Выбрать главу

Я с невероятным облегчением уступил этот живой сверток сестре-партработнику, и Колдунья бросилась мне на шею со слезами: а папочка этого не видит!.. И я впервые вместо сочувствия испытал досаду: можно же хоть раз забыть про папочку! И еще более острую досаду я ощутил, когда уже в общежитии бабушка Феня уронила проглаженный мною с двух сторон подгузник на свой валенок в галоше, да так, с подгузником на галоше, и пробиралась мимо коляски по нашей тесной подсобке. Моя страсть к чистоте начала порождать раздражительность. А младенец между тем раскричелся до помидорного глянца, и Колдунья с бабушкой Феней с полной простотой, будто век этим занимались, начали вводить ему в попку смазанную вазелином оранжевую газоотводную трубочку, из которой действительно тут же вырвались газы. А когда ее извлекли наружу, за ней, будто из тюбика, выдавился длинный червячок желтой глины. Колдунья же усердно помогала кряхтеньем: «А-а-а-а…» — они это хорошо понимают, наставляла нас только что промелькнувшая патронажная сестра, при осмотре младенца накинувшая ему пеленку между кривеньких складчатых ножек: а то, де, как писанет в глаза…

М-да, прежде наши отношения с Колдуньей были чище — кто бы мог подумать, до чего нас доведет слияние в Мусоргском!

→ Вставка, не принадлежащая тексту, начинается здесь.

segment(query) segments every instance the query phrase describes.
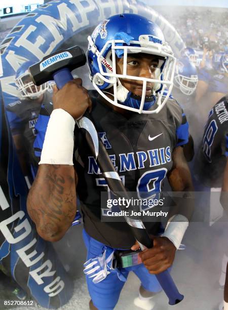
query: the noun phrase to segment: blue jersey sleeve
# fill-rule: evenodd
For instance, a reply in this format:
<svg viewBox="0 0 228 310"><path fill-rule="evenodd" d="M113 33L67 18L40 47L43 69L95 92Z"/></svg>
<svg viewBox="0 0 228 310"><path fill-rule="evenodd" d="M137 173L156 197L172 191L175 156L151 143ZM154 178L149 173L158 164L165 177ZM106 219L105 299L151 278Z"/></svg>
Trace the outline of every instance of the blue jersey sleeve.
<svg viewBox="0 0 228 310"><path fill-rule="evenodd" d="M47 112L44 106L42 105L35 126L37 133L33 143L33 148L35 155L37 157L41 157L41 151L49 119L49 113Z"/></svg>
<svg viewBox="0 0 228 310"><path fill-rule="evenodd" d="M23 129L22 122L15 113L7 111L7 118L13 135L21 133Z"/></svg>
<svg viewBox="0 0 228 310"><path fill-rule="evenodd" d="M188 142L188 123L184 113L182 113L182 122L176 129L177 142L176 146L186 144Z"/></svg>
<svg viewBox="0 0 228 310"><path fill-rule="evenodd" d="M228 133L226 134L226 136L225 136L225 155L226 157L228 157Z"/></svg>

Колдунья же, как будто у нее за плечами не было в двенадцать лет вдоль и поперек перечитанного Шекспира, в четырнадцать — вдоль и поперек переслушанного Мусоргского, а в семнадцать вдоль и поперек перерешанного Антонова (знаменитый задачник), словно бы всю жизнь готовилась превратиться в заполошную мать-кормилицу, вскакивающую среди ночи по малейшему кряхтению и готовую, падая с ног от усталости, хоть до утра баюкать невесть откуда взявшегося младенца каким-то древним распеванием: «Стали гули воркова-ать, чем нам Костю воспитать. А кашкою с молочко-ом, еще густым творожком». И ничуть не удивляющуюся, что в ней невесть откуда берется молоко. Довольно жиденькое, кстати. Которое, чтобы попробовать, пришлось еще и выпрашивать, поительнице в моем любопытстве мерещилось что-то суетное.

Зато Костик относился к себе до крайности серьезно, зевал и чихал с самым ответственным видом. Морщинки у него понемногу разгладились, а желтый цвет сменился розовым. И понемногу спала горбинка на носу, а то, ошалело озираясь из-под съехавшего набок белого тряпочного чепчика, он походил на пирата. Но все умильные чувства во мне были придавлены тревогой, как бы чего с ним не стряслось и, самое ужасное, по моей вине. Да еще и приглушены изумлением, что все у него имеется, чего положено, — и мягкий родничок на шелковой головке, и черные зрачки, при появлении солнца стягивающиеся в черные точки, и даже не был забыт микроскопический ноготок на мизинчике. Салават гораздо чаще и дольше меня с умильным выражением простаивал над Костиком, посапывающим в своей коляске с вертикально торчащими коротенькими ручками, зажатыми под мышками тугой пеленкой (я наловчился пеленать его на профессиональном уровне) и наотрез отказывался потрогать его родничок. И начинал глуповато улыбаться, когда Костик открывал блуждающие глазки не­определенно-бутылочного цвета и начинал вхолостую работать язычком.

Тем не менее, в практических делах я был очень заботливый папаша. Когда я убедился, что у младенца ни головка, ни ручки-ножки ни с того ни с сего не оторвутся, то начал вполне умело его купать, пеленать, катать по свежему воздуху, трогать за носик — теплый ли он, или пора возвращаться домой, — здесь я был безупречен, только проделывал все это с полным ощущением ирреально­сти происходящего. И даже насмешливые или сочувственные взгляды девушек, с которыми у меня когда-то случались мимолетные романчики, ощущались сигналами из какого-то покинутого мира, с которым у меня теперь никогда больше не будет ничего общего. Реальность сохранялась только в математических формулах. Когда я купал, пеленал, выгуливал, укачивал, это был сон, а когда я обнаруживал, что выпуклая оболочка области Гурвица совпадает с эн-мерным положительным октантом (или, если эн-мерный, то уже не октант? не думал, что можно это забыть), то это была явь.